Mumma, dissatisfied with the decision of Gicheha, lodged an appeal before the High Court where she argued that the magistrate subjected her to injustice and subverted her right to a fair hearing.

She also stated that the magistrate erred in holding that her request to file the witness statement late was inordinate.

Mumma said that the magistrate disregarded the fact that the request was necessitated by EACC raising no objection on the date of the defence hearing.

But Justice Asenath Ongeri dismissed the appeal saying that was an inordinate delay by Mumma in seeking to review and side with the magistrate's orders.

"Mumma had been granted extension of time on December 11, 2014, but did not file any statement until May 15, 2018, when the trial court refused to extend time. Equity does not assist the indolent but comes to the aid of the vigilante," Ongeri stated.

The judge also found that at the time Mumma was seeking to set aside and review the order of the trial court, EACC had testified and closed its case.

"Mumma did not make an attempt to set aside the magistrate's order before the close of the EACC case. I agree with the trial court that the commission would not be in a position to close examine her on the issues raised in the statements.
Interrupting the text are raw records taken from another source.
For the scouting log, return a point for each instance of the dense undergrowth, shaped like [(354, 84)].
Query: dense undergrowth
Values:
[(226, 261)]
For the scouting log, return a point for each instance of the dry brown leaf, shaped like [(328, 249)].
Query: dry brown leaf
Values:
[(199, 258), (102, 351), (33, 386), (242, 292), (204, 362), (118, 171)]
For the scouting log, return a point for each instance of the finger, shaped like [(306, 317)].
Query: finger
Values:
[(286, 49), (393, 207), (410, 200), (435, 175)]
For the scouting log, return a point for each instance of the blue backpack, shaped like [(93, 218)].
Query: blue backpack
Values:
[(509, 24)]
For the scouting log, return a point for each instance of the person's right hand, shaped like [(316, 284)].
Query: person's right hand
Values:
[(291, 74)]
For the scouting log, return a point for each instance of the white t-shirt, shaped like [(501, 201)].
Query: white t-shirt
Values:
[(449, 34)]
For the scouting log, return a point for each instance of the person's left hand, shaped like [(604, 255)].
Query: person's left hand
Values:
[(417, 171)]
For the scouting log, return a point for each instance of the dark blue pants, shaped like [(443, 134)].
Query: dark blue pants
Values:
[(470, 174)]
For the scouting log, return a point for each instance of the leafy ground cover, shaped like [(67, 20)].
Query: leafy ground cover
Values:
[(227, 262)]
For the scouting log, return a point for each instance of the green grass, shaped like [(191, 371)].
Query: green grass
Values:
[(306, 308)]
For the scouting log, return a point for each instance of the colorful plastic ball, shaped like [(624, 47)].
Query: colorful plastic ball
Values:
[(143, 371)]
Setting aside the ruling would occasion injustice to the Commission, " the judge ruled.

The judge also found that the appeal by Mumma was not properly before the High Court because she did not seek permission to file the same.

"There is nothing on record to show that she sought leave to appeal the ruling delivered on September 15, 2020. The record shows that she was not in court when the ruling was delivered.

" I, therefore, find that the appeal is incompetent and l according dismiss it with cost to the Commission," Justice Ongeri ruled.

The judge directed the file be remitted back to the trial court for the hearing on the recovery suit to proceed to its logical conclusion.

In opposing Mumma's appeal, the commission said that having delayed for five years she was guilty of laches and court of equity can not aid her

"It is apparent that Mumma by her conduct waived her right to file any witnesses statements or documents. She was guilty of inordinate delay in bringing the application and interest of justice cases should be concluded without unreasonable delay," the commission informed the judge.

It added that failure to comply with pre-trial orders could not be attributed to the alleged long absence of Mumma because she was not permanently in Kenya.